C’est avec « une armée » d’hommes d’affaires que le président français, Emmanuel Macron entame à partir de ce mercredi 5 avril 2023 une visite de trois jours en Chine. Pas moins d’une soixantaine de patrons de sociétés françaises, dont ceux d’Airbus, EDF, Alstom ou Véolia, sont du voyage.
Ce séjour du locataire de l’Elysée au pays de l’Empire du milieu vise à réduire le déficit commercial de la France à l’égard de la Chine dont les produits ont envahi le marché hexagonal. La part de marché de la France en Chine qui est en baisse constante, est aujourd’hui de 1,3%. Soit trois fois moins que celle de l’Allemagne. « Le déficit commercial n’a jamais été aussi important entre les deux pays, les investissements chinois en France sont réduits à la portion congrue et la France peine toujours à diversifier ses partenaires », commente Antoine Bondaz, chercheur à la Fondation pour la recherche stratégique (FRS) et enseignant à Sciences Po. Emmanuel Macron espère donc encourager un « meilleur accès au marché chinois » et « des conditions équitables de concurrence », a expliqué son entourage.
Le ralentissement de l’activité du au COVID 19 a fini par décourager quelques grandes entreprises françaises parties très tôt à l’assaut du plus grand marché du monde. Confrontées à des rivaux locaux, elles ont préféré jeter l’éponge comme l’ont fait Carrefour et Auchan, des piliers de la grande distribution. Le vide a été vite comblé par des fleurons chinois qui ont émergé dans plusieurs secteurs, où les sociétés françaises avaient plutôt du succès à l’international. Dans le secteur de l’automobile, ni Renault ni Stellantis ne sont parvenus à séduire les fabricants chinois déjà des champions de la voiture électrique. C’est encore plus vrai pour l’industrie ferroviaire ou le nucléaire où les Chinois n’ont plus besoin du savoir-faire français jouissant pourtant d’une bonne réputation mondiale.
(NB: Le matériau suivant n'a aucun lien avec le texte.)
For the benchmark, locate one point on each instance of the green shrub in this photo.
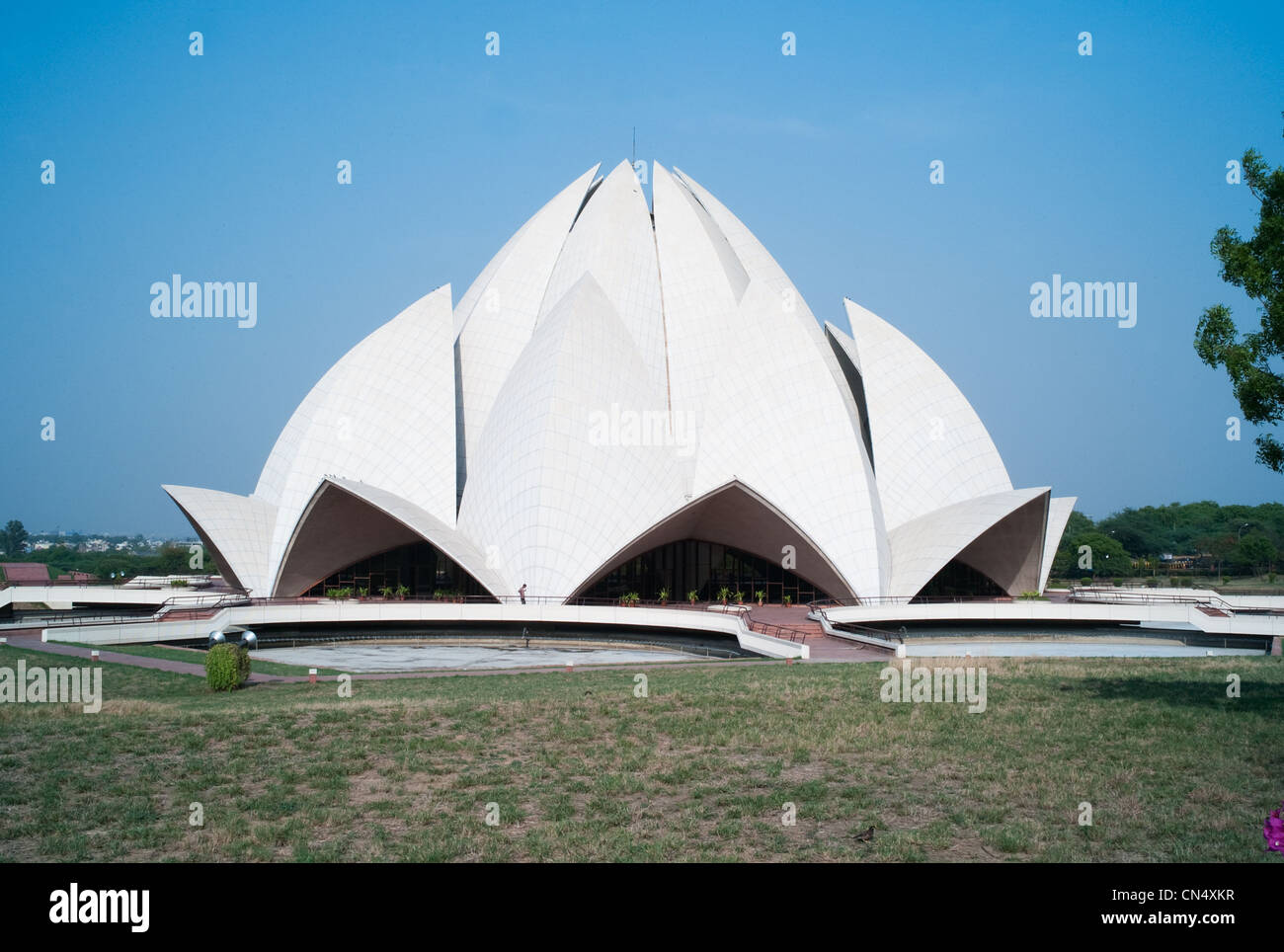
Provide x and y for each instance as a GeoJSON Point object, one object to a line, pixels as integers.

L’autre enjeu du déplacement de Macron aura forcément un caractère politique avec la guerre entre la Russie et l’Ukraine qui place la Chine dans le rôle d’arbitre. C’est la raison pour laquelle le président français fait aussi route aux côtés de la présidente de la Commission européenne, Ursula von der Leyen. Il est avant tout venu chercher à Pékin un « espace » de dialogue avec son homologue chinois Xi Jinping sur la guerre en Ukraine. « La Chine est le seul pays au monde en mesure d’avoir un impact immédiat et radical sur le conflit, dans un sens ou dans l’autre », a estimé l’Élysée.
Emmanuel Macron garde l’objectif de convaincre son homologue chinois de ne pas franchir la ligne rouge en fournissant des armes à la Russie. Il dispose, pour ce faire, de quelques cartes à jouer. Outre sa persévérance – l’Élysée assure qu’il est l’un des rares chefs d’État qui « peuvent discuter six, sept heures » avec le président chinois Xi Jinping pour plaider la cause de la paix –, le président français compte capitaliser sur le bloc européen. Avec l’appui d’Ursula von der Leyen, Emmanuel Macron entend « faire peser l’Union européenne de tout son poids », assure Elvire Fabry, chercheuse à l’Institut Jacques Delors chargée de la géopolitique du commerce.
Il n’est pas évident que Xi Jinping prête une attention particulière à la démarche du Français en raison de ses relations particulières avec Vladimir Poutine. La visite de Xi Jinping à Moscou le 20 mars 2023a douché les espoirs des occidentaux, tant les deux dirigeants ont affiché leur volonté farouche de développer leurs relations. Mais il n’est pas exclu que Xi Jinping donne des signaux favorables aux occidentaux en raison de sa volonté de ne pas fermer la porte aux Européens.